Per quanto invece concerne una possibile paternità della pala, sommariamente ascritta ad area d'influenza cremonese in occasione della sua prima esposizione alla Mostra d'arte Sacra tenutasi a Piacenza nel 1926, Gasparotto non solo ne rivendica la gravitazione in orbita lombarda, ma individua nel pittore lodigiano Alberto Piazza, nato sul finire del '400 in una illustre famiglia d'artisti, il plausibile autore.
Tesi supportata dal confronto con altre opere del pittore, quali il grande polittico, datato al 1514, della Cappella Berinzaghi nell'Incoronata di Lodi.

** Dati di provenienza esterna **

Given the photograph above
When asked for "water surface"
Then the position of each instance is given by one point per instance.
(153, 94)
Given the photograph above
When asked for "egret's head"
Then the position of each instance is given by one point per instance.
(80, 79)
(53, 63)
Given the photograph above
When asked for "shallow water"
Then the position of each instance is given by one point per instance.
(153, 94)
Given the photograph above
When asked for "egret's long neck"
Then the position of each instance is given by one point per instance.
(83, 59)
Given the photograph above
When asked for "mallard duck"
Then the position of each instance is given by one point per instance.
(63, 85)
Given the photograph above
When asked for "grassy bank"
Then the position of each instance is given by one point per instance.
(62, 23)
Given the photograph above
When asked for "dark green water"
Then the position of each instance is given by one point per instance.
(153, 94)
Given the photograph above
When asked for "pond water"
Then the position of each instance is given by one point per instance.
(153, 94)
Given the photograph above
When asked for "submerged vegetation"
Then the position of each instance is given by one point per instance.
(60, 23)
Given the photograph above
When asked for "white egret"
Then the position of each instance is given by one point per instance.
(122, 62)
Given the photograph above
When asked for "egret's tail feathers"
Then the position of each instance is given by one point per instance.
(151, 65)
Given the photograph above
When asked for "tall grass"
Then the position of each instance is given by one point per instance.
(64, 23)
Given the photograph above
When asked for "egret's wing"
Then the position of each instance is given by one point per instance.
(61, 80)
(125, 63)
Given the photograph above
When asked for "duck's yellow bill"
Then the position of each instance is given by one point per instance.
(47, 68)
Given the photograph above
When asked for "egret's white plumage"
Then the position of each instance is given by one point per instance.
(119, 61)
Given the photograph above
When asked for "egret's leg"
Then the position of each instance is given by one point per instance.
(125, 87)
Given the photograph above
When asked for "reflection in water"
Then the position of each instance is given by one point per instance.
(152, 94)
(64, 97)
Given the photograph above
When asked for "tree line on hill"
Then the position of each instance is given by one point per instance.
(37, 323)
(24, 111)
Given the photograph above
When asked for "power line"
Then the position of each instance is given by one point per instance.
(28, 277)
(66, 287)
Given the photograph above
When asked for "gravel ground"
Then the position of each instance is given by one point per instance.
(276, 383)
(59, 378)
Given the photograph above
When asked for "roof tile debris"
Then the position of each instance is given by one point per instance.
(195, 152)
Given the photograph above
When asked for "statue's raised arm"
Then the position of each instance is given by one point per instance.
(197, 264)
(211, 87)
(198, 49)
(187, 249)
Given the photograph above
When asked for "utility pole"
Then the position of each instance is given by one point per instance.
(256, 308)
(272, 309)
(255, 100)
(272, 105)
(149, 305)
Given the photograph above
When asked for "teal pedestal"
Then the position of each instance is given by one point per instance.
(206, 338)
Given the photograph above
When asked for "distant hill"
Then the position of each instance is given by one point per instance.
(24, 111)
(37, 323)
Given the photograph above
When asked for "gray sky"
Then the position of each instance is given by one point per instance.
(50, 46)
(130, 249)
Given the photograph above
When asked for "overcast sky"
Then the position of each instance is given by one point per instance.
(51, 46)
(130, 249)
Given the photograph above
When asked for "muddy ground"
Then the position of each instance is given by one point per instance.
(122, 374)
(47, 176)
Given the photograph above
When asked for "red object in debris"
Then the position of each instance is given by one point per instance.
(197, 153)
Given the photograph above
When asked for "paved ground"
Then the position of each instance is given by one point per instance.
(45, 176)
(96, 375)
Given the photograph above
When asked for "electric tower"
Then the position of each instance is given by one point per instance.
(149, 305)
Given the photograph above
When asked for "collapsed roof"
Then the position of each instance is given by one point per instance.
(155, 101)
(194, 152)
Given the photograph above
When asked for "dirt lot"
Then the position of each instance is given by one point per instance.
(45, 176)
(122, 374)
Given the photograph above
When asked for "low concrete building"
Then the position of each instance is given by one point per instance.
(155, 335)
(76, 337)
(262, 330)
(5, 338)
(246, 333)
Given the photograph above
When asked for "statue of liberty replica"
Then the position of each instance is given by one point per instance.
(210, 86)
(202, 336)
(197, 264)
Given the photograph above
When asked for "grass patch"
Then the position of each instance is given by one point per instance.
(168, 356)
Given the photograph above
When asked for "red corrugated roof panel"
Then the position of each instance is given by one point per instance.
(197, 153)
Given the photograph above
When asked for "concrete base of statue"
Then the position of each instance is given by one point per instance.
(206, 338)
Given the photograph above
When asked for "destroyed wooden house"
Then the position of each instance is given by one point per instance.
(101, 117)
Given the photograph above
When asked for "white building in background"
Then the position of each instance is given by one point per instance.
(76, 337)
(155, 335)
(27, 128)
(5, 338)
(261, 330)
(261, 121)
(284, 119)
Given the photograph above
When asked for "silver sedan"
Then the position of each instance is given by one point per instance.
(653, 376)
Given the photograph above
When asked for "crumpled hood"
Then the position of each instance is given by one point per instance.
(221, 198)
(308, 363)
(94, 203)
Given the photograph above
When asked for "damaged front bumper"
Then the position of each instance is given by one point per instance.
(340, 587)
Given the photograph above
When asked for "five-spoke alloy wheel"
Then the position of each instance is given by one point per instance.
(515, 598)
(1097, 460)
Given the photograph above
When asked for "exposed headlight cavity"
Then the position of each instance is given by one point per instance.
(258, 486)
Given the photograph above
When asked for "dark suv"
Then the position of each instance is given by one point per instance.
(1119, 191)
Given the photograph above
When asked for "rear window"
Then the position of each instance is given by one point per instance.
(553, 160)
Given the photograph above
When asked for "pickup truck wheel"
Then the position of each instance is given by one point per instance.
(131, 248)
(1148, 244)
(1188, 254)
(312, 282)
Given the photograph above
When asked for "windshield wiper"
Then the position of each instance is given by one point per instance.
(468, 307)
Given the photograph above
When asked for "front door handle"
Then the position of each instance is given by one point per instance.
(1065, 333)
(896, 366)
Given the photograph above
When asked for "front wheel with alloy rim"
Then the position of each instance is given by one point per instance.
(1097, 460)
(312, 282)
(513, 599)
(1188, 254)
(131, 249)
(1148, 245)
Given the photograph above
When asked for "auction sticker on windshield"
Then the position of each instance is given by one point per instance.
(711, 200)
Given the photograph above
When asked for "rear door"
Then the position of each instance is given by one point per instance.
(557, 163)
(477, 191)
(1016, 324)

Infine, l'intervento della Ottolini ha mostrato, attraverso l'ausilio di supporti audiovisivi, il terribile, anzi pessimo stato di conservazione, come è stato definito dalla stessa restauratrice, dell'opera, reduce da un disastroso primo tentativo di recupero eseguito nel 1968, con l'unico risultato di aggravarne le già precarie condizioni: non solo sia tela che tavola di supporto avevano subito una massiccia aggressione da parte di tarli, ma nelle zone superiori la prolungata esposizione in ambiente umido aveva generato vistose colature di colore ed estese chiazze scure. Erano presenti inoltre lacerazioni, e, nella sezione inferiore, un vistoso distacco di pigmento, anche se per fortuna, la linea del disegno restava nettamente visibile.